Shortly after midnight last night, Google’s Social Product Support Manager Jessica Pelegio posted this semi-retraction of last week’s equally quiet announcement of the #Pornocalypse come to Blogger (Blogspot) blogs:

Hello everyone,

This week, we announced a change to Blogger’s porn policy. We’ve had a ton of feedback, in particular about the introduction of a retroactive change (some people have had accounts for 10+ years), but also about the negative impact on individuals who post sexually explicit content to express their identities. So rather than implement this change, we’ve decided to step up enforcement around our existing policy prohibiting commercial porn.

Blog owners should continue to mark any blogs containing sexually explicit content as “adult” so that they can be placed behind an “adult content” warning page.

Bloggers whose content is consistent with this and other policies do not need to make any changes to their blogs.

Thank you for your continued feedback.

The Blogger Team

This is good news. You might even say it means Google is listening. But I think we can all take away from this a much clearer sense of Google’s corporate direction on adult material.

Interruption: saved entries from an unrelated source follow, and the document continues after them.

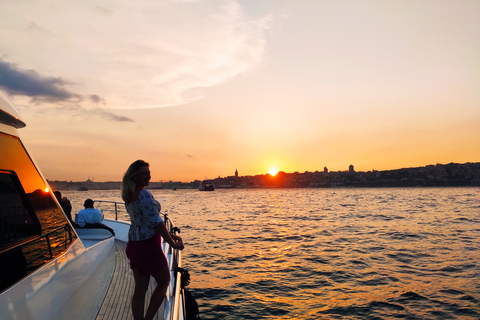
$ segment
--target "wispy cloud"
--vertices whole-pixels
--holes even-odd
[[[133,120],[132,118],[121,116],[105,109],[96,109],[95,111],[97,112],[97,115],[107,120],[112,120],[116,122],[135,122],[135,120]]]
[[[268,15],[248,18],[234,0],[7,2],[15,5],[0,12],[0,37],[16,45],[0,46],[0,56],[9,70],[35,70],[29,79],[51,98],[95,92],[105,108],[199,99],[261,61],[272,24]]]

Smart people who are still using Google’s services for adult content distribution will now, of course, stop doing that. The next time, consequently, there will be less outrage and less backlash. Which means that when Google finally does move to delete the tens of thousands of moribund adult blogs that it threatened to delete this time, only cranks like me who see that material and the links to it as socially valuable will complain.

Note also that this announcement’s breezy summary “our existing policy prohibiting commercial porn” is substantially more broad in scope than the actual policy as of today, which prohibits making money on adult content but which is fine with just posting (for your own enjoyment) as much commercial porn as you want:

Do not use Blogger as a way to make money on adult content. For example, don’t create blogs that contain ads for or links to commercial porn sites.

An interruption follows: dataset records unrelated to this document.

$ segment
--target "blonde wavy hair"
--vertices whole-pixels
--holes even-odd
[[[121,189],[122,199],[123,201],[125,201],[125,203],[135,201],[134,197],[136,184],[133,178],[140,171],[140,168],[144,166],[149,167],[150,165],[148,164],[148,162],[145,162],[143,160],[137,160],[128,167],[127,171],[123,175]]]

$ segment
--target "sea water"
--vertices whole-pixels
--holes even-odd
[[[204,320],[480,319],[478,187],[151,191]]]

Don’t be surprised if that wording changes, or if blogs full of commercial porn posted for fun start to disappear. Bets on whether the URL watermark on a commercial porn photo will start being treated as “ads for” commercial porn sites? Of course we’ll never know, because these deletions will not be accompanied by specific reasons, fleshed-out policies, or any meaningful human review or appeal.

But yeah. The Google porn raid siren has gone quiet again for now. Come out from under your desk, breathe a sigh of relief that the bombers aren’t coming on March 23rd, and then move your shit somewhere safe before the next time the damned porn raid sirens go off. Or as A.V. Flox puts it rather more eloquently at Slantist:

We tell ourselves “once on the internet, always on the internet,” like maintaining content is a trivial thing. But it isn’t a trivial thing – at any time, the company that you rely on to keep your content for free could change their policies, or get bought out and change their policies, or decide they want to go public and change their policies, or simply go under and take your content with them.

The longevity of data requires more intent than this. My advice is to seriously consider migrating to a self-hosted site if you can. If you can’t, make sure you export your data with some regularity.

Think of this as your 21st century reminder of a duck and cover drill. DEFCON has gone back up, but the Cold War on adult is far from over.